EL TOPO (MONDO EXCLUSIVE VERSION),Andrea Blasich
Kudos to collectibles czar, Brock Otterbacher, in wisely choosing this finish for the Mondo exclusive version of Unbox Industries stunning sculpted salute to El Topo.
Admittedly an odd choice as it’s a release we didn’t craft, but I feel compelled to include it. I currently have it challenging guests in my tiny foyer next to the key bowl. The burnished appearance reminds me of cowboy statues my mother and her Waco friends might have back in the days when Texas bric-a-brac shelves oft sported a brass duck. Instead of some nameless shitkicker getting bucked off his horse, it’s fucking Jodo which delights me to no end.
BUBO ENAMEL PIN by Tom Whalen
There was a time when CLASH OF THE TITANS was my third favorite film right behind STAR WARS and FLASH GORDON. It soon became a bittersweet attraction. In his final month, my grandfather gifted me with a storybook from the film. I stared at the book in my room after my mom got the call. I can’t see anything from the movie and not think of him, which is likely why I’ve not watched it much over the years despite my appetite for nostalgia.
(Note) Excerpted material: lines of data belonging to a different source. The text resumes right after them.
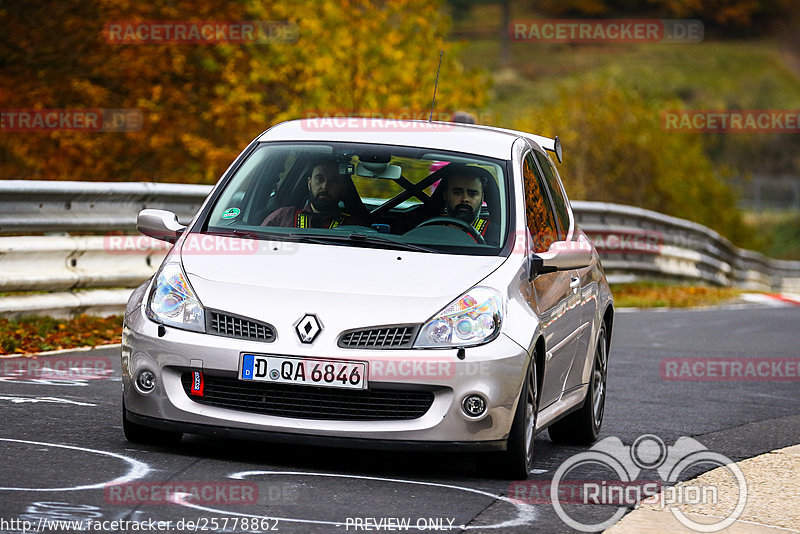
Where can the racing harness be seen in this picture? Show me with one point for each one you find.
(302, 219)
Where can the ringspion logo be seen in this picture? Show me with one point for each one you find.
(732, 121)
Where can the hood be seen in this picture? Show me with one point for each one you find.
(346, 287)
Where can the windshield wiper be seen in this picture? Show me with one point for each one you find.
(246, 233)
(360, 238)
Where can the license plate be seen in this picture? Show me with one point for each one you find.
(304, 371)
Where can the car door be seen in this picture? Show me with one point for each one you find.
(554, 295)
(585, 294)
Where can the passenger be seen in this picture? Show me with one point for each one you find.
(463, 196)
(326, 188)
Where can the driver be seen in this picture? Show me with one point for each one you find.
(463, 195)
(325, 189)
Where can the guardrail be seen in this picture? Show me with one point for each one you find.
(65, 274)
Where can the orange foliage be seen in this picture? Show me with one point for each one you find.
(541, 222)
(202, 103)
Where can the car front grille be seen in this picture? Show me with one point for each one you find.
(229, 325)
(391, 337)
(310, 402)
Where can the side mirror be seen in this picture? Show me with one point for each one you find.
(159, 224)
(561, 256)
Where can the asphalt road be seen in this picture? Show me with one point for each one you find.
(61, 444)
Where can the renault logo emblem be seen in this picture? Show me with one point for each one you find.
(308, 328)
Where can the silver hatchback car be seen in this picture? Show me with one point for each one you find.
(375, 283)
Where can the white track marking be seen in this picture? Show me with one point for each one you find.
(136, 470)
(526, 514)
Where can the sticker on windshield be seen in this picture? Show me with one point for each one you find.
(231, 213)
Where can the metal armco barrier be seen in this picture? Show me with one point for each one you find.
(61, 274)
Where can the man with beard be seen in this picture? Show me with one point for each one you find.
(463, 195)
(325, 189)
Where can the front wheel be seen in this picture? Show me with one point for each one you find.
(517, 461)
(583, 427)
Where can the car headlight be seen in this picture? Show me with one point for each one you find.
(173, 301)
(472, 319)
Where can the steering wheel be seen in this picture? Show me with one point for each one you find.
(458, 223)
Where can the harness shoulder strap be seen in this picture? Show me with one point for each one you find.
(480, 225)
(300, 219)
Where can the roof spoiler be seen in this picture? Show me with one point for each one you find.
(552, 145)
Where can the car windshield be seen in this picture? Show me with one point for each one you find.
(369, 195)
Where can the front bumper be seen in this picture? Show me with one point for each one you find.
(494, 370)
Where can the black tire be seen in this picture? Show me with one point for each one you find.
(516, 462)
(583, 427)
(145, 435)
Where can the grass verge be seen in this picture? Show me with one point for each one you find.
(653, 294)
(37, 334)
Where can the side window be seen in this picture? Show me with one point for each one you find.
(539, 213)
(558, 198)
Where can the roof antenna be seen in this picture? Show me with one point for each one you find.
(433, 104)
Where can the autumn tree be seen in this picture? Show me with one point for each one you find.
(201, 103)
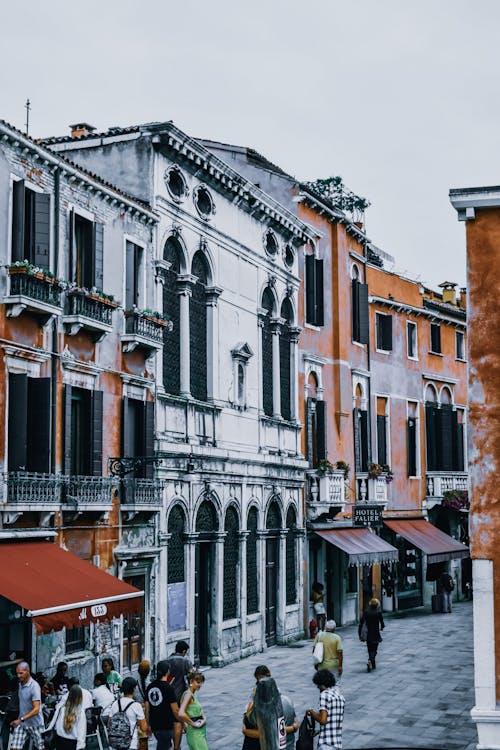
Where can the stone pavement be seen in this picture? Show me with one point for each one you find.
(419, 696)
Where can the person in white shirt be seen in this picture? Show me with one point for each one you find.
(132, 709)
(70, 722)
(101, 693)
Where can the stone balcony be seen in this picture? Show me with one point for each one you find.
(324, 491)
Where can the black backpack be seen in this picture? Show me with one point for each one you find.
(305, 740)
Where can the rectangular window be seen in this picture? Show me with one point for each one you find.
(133, 275)
(314, 291)
(30, 225)
(435, 338)
(86, 256)
(384, 332)
(359, 300)
(411, 340)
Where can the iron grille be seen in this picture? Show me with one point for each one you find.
(172, 339)
(252, 586)
(231, 560)
(176, 573)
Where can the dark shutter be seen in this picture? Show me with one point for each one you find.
(363, 314)
(320, 314)
(17, 424)
(18, 193)
(97, 414)
(39, 424)
(446, 437)
(363, 424)
(321, 432)
(381, 439)
(42, 230)
(149, 436)
(412, 452)
(310, 290)
(98, 262)
(67, 430)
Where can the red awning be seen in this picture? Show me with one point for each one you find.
(363, 546)
(437, 545)
(59, 589)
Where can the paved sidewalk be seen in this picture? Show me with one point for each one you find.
(419, 696)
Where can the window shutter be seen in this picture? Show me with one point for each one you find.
(412, 453)
(97, 415)
(149, 436)
(320, 314)
(42, 229)
(363, 313)
(39, 424)
(67, 463)
(310, 290)
(381, 439)
(17, 424)
(98, 255)
(321, 431)
(18, 194)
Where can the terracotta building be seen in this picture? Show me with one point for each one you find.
(480, 209)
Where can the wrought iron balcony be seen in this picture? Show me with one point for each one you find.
(33, 292)
(143, 331)
(324, 491)
(90, 312)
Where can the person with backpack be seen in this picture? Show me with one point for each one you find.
(125, 715)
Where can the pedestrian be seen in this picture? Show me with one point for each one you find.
(29, 723)
(374, 624)
(162, 710)
(445, 589)
(333, 654)
(113, 679)
(191, 713)
(318, 604)
(141, 695)
(179, 666)
(331, 711)
(101, 693)
(132, 710)
(69, 721)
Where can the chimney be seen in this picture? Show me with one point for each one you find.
(79, 129)
(449, 294)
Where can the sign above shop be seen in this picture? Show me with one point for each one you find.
(366, 514)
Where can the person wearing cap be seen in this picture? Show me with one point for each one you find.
(333, 655)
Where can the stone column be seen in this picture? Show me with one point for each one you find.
(185, 291)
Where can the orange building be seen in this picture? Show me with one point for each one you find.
(480, 209)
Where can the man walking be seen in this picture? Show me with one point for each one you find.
(162, 710)
(179, 667)
(333, 655)
(29, 724)
(331, 711)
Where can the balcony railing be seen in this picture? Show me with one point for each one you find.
(90, 307)
(439, 482)
(324, 491)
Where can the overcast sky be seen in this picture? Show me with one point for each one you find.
(399, 97)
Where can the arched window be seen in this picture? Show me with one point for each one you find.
(198, 328)
(285, 360)
(175, 549)
(172, 253)
(231, 563)
(252, 582)
(291, 558)
(267, 353)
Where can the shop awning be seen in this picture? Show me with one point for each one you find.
(58, 589)
(435, 543)
(362, 545)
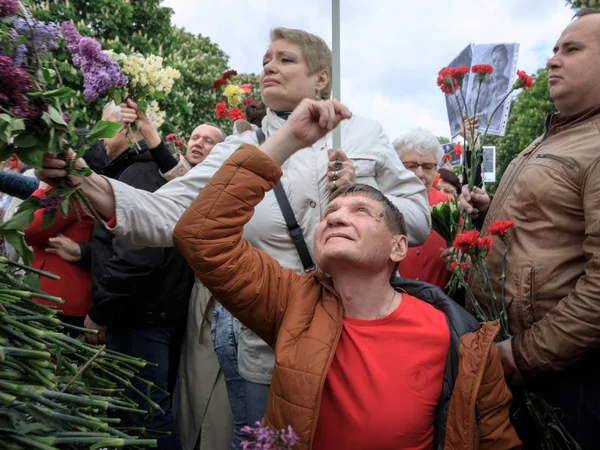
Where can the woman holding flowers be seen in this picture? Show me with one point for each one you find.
(296, 66)
(421, 153)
For me, it’s a little like deciding to put “Marley & Me” on for casual viewing.
Tom shares a fondness for Ray’s final opus and managed to forge this strigine beauty. Looking at it now still gets me a touch frog-throated, so it might be a minute before it adorns my ratty ass jacket.
We made a lot of great pins this year, so here’s a couple of favorites not overtly colored by sentimentality:
BRIDE OF FRANKENSTEIN by DKNG
If you’ve read my lists over the years, then you know of my predilection towards the Bride. Stoked till the poker melted on DKNG’s slickly stylized capture of the enchanting alchemy between Elsa’s unusual allure and Jack Pierce’s genius.
TINA’S NIGHTMARE by Gary Pullin
Lots of folks make pins of scary subjects like Leatherface, Michael Meyers, or Jason Vorhees. The results tend to celebrate the characters rather than managing to translate their ability to terrify. Such an accomplishment seems a tall order for a tiny pin. However, Gary pulled a Spud Webb dunk with this entry that could legit summon a nocturnal equine stomp through your slumbering skull.
THE MOTHERFUCKING BOOK by Practically Everybody
“Ya’ll should make a book!” Yeah, no shit. A suggestion everyone makes without realizing the mammoth intricate nature of such a labor. With so many concurrent projects going on at Mondo, attacking such a pulp showcase always felt like adding another piano to the one you’re already hauling up a narrow stairwell.
Thankfully when Tim Wiesch boarded the Mondo dingy to handle licensing imbroglios, he took on the Herculean task of acquiring all necessary studio clearances that previously proved elusive. David Rancatore lent his sword to cut off some hydra heads of his own. He mainly gathered up permissions from artists and the necessary files or scans for each lush page. Everyone played a part, but they built the stage.
It’s a stunning collection of artistic ether rags all housed in brill design by the inimitable Alan Hynes. My only regret is that it couldn’t be longer, although it’s admittedly heavy enough to flatten a curious cat that might drag it off the shelf.